If he does get elected Governor earlier, I think that makes him 'old news' politically a lot faster, and he probably gets the Democratic presidential nomination earlier than OTL as well. IIRC, his speech at the 1924 Democratic National Convention (in which he nominated Smith) was so good that the delegates, had he not been so afflicted with polio and still in the early stages of recovery, considered nominating Roosevelt right then and there instead.

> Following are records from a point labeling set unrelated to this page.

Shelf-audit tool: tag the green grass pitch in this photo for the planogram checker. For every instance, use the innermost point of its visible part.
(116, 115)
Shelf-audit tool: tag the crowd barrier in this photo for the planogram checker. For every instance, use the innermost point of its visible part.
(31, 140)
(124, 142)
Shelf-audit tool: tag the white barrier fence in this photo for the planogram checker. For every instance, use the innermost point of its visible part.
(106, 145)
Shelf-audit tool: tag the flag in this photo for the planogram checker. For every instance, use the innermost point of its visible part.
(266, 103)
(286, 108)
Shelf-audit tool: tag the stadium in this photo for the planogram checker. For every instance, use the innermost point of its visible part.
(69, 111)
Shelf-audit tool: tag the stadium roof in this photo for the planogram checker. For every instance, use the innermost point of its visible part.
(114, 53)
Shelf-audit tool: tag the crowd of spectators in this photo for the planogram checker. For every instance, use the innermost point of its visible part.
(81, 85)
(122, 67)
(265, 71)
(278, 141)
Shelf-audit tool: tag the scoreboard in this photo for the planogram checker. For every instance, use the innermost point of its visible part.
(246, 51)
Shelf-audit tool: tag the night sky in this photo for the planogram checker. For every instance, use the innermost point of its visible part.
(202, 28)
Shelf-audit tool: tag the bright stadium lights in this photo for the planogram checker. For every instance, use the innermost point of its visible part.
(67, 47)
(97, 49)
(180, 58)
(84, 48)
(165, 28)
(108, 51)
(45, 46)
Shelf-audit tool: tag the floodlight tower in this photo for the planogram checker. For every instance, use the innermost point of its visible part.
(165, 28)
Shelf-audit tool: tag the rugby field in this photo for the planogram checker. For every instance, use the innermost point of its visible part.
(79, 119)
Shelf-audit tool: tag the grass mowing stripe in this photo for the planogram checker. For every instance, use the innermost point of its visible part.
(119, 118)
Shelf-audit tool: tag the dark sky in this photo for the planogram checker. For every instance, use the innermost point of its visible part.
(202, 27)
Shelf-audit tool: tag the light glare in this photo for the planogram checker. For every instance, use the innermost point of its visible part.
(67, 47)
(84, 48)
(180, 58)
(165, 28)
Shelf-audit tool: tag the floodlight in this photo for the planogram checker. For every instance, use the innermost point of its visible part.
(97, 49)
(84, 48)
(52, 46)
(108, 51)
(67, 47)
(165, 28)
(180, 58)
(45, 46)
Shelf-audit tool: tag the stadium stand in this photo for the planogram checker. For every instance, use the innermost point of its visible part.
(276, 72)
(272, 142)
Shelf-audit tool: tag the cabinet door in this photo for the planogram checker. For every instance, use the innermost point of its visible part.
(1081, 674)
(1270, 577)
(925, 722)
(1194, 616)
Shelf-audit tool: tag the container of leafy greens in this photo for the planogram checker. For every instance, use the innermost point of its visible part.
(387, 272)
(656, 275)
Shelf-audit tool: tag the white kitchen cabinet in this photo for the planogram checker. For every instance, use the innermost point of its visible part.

If Roosevelt does manage to become President, he's not going to be the same Roosevelt that we know from OTL, either. Roosevelt's affliction with polio changed the way he viewed the world and took him from being a Wilsonian liberal to the social democrat that he governed as, galvanizing Roosevelt toward the concerns of the disadvantaged and the out of luck.
 
without Polio (or Guillain-Barré syndrome) FDR had never become U.S. President

It was this illness that changed him, make FDR to a fighter and winner
Roosevelt refused to accept that he was permanently paralyzed from wast down.
he laboriously taught himself to walk a short distance by swiveling his torso while supporting himself with iron braces and a cane!

there this anecdote
were Roosevelt (in wheelchair) in arguments with his Generals
"that's impossible, mister President" declare one General
Roosevelt rise up of his wheelchair
"Nothing is impossible" he counter...
 
FDR as Bourbon? I like this idea. TNF, please elaborate. ;)


Ooo yes do.

I see both President Roosevelts as great men because they fought through adversity (be it childhood illness/weakness or Polio) and came out the other side with a can-do attitude. What doesn't kill you makes you stronger. He could still be POTUS, but could he be the type of POTUS that could handle the Great Depression? Maybe not...
 
Ooo yes do.

I see both President Roosevelts as great men because they fought through adversity (be it childhood illness/weakness or Polio) and came out the other side with a can-do attitude. What doesn't kill you makes you stronger. He could still be POTUS, but could he be the type of POTUS that could handle the Great Depression? Maybe not...
And, of course, there is the possibility that he could still be the sort of POTUS that could handle the Great Depression, but would 'get in too soon' to do it. After all, if he already is President in 1929, and assuming that the Great Depression starts on schedule, even if he handles it better than Hoover did, he's still going to have a harder time being re-elected, and if he has been President since '25 (going from TNF's recollection, and assuming he wins the Presidency and not just the Democratic nomination), he's going to have the third-term issue against him as well.